2. What is the right way for the World Food Program to follow up?
Musk behaves erratically on Twitter sometimes. He may not have made an actual offer. But, since Jeff Bezos used Twitter in 2017 to let the world know he was about to rise in power his charitable donations, it is worth paying attention.
Tesla CEO and PAM director Beasley may put their egos aside and see it as an opportunity to potentially work together. The UN can give Musk a plan with open source accounting, as he requested on Twitter.
If he does, the public can also hold Musk accountable for the commitment he made on social media. WFP is already doing publish results of his accounts, he would therefore not start from zero.
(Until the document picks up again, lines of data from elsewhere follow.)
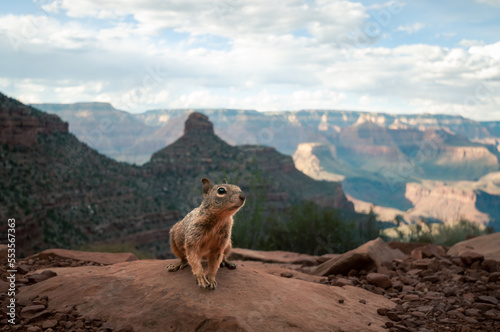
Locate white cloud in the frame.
[396,22,425,34]
[476,0,500,7]
[0,0,500,119]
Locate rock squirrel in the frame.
[167,178,246,290]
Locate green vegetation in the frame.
[232,202,380,255]
[78,242,155,259]
[384,216,494,246]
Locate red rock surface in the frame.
[314,238,404,276]
[229,248,325,266]
[19,260,394,332]
[448,233,500,261]
[35,249,138,265]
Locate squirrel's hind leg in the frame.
[167,258,189,272]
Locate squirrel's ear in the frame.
[201,178,213,197]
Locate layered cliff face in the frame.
[32,102,500,228]
[144,113,353,212]
[0,94,68,146]
[33,102,152,164]
[0,94,353,258]
[405,181,491,226]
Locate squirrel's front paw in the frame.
[206,278,217,290]
[194,274,209,288]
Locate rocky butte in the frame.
[0,94,353,257]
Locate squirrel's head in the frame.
[201,178,246,215]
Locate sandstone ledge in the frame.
[19,260,394,331]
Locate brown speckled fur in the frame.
[167,178,245,290]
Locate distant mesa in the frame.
[184,112,215,135]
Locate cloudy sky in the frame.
[0,0,500,120]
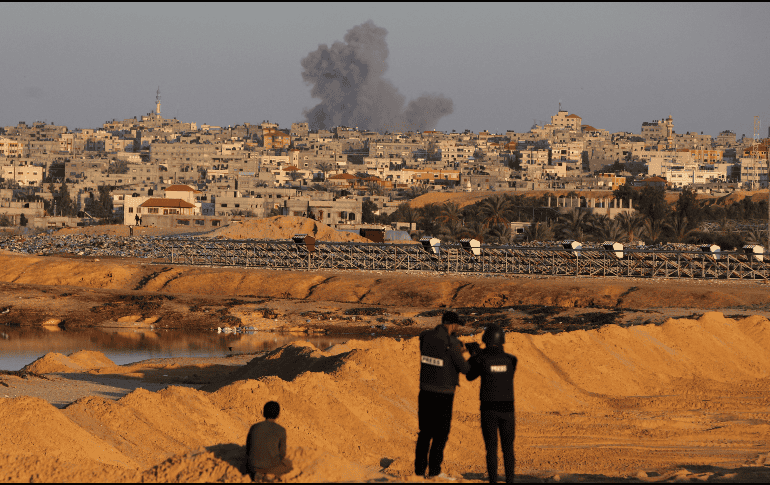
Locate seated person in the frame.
[246,401,291,479]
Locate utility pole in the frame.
[751,116,760,190]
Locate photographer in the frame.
[466,324,517,483]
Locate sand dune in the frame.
[0,313,770,481]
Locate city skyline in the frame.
[0,4,770,138]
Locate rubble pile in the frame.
[0,234,171,258]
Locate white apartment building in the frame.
[551,142,583,163]
[664,163,732,188]
[438,141,475,163]
[2,162,45,185]
[738,157,767,188]
[0,137,24,158]
[551,110,583,131]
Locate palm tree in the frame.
[667,216,698,243]
[524,222,554,241]
[557,207,589,241]
[481,195,511,225]
[615,211,644,243]
[438,202,463,224]
[393,202,420,225]
[594,216,623,242]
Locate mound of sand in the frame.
[207,216,371,242]
[0,313,770,481]
[22,350,115,374]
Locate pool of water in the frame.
[0,326,372,371]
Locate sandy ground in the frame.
[0,313,770,482]
[0,254,770,482]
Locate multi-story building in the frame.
[551,109,583,131]
[642,116,674,141]
[716,130,736,147]
[0,162,45,186]
[0,137,24,158]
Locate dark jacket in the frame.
[246,420,286,474]
[420,325,470,394]
[466,347,518,411]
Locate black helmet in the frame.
[481,323,505,347]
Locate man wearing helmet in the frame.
[414,312,470,477]
[466,324,517,483]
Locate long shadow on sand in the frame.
[462,463,770,483]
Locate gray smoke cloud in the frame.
[302,20,454,133]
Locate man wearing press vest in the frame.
[414,312,470,478]
[465,323,517,483]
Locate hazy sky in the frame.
[0,2,770,137]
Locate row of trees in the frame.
[372,186,767,249]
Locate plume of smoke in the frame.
[302,20,454,133]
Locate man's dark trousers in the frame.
[414,390,455,475]
[481,410,516,483]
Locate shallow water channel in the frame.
[0,326,372,371]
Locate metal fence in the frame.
[156,239,770,280]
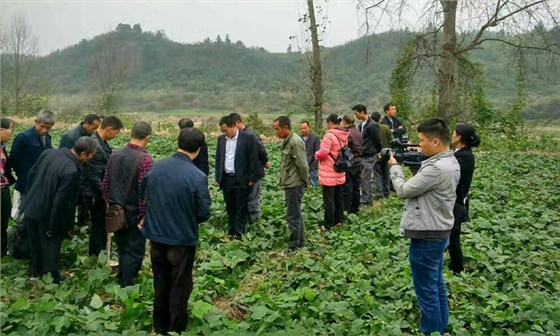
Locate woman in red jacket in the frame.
[315,114,348,232]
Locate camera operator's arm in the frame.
[388,156,440,198]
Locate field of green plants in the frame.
[0,125,560,335]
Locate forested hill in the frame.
[30,25,560,118]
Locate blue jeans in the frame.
[409,239,449,335]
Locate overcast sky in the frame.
[0,0,376,54]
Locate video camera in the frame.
[381,135,428,170]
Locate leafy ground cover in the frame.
[0,128,560,335]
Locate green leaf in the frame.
[191,301,212,319]
[89,294,103,309]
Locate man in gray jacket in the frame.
[274,117,309,251]
[388,118,460,335]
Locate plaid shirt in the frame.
[0,144,10,189]
[103,143,153,220]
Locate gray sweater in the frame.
[390,151,461,239]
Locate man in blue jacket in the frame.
[10,110,55,198]
[138,127,211,334]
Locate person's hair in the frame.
[229,112,243,123]
[274,116,292,129]
[352,104,367,114]
[383,103,395,113]
[177,127,206,153]
[418,118,451,145]
[327,113,342,125]
[342,114,355,125]
[130,121,152,140]
[101,116,124,129]
[0,118,16,129]
[35,110,56,125]
[177,118,194,129]
[218,114,235,127]
[72,136,97,154]
[84,113,101,124]
[455,124,480,147]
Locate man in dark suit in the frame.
[215,116,258,239]
[80,116,124,255]
[10,110,55,198]
[19,137,96,283]
[177,118,210,176]
[381,103,406,138]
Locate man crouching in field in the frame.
[138,127,211,333]
[388,118,460,335]
[19,137,97,283]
1. What could Elon Musk do against world hunger if he decided to make it his mission?
In 2012, Musk signed the Make a donation, a public promise to give at least half of your money During its lifetime. Since announcing his intention to become a major donor, Musk has given relatively little of his fortune to charity and he has not spoken much of his philanthropic projects. However, his donations increased in 2021.
Since November 2021, its the foundation’s barebone site has indicated its interest in funding research and advocacy in space exploration, pediatric research, science and engineering education, and the “development of safe artificial intelligence for the benefit of the world. ‘humanity”. The website did not list any beneficiaries or contact information.
If Musk is looking for a challenge, I think beating hunger is a lot harder than going to space. I would invite him to use his money, his influence and his innovation to tackle the world’s biggest problem. Because ending hunger would first require suppressing conflict, eradicating poverty, building much-needed infrastructure and slowing the pace of climate change, and that would be truly revolutionary.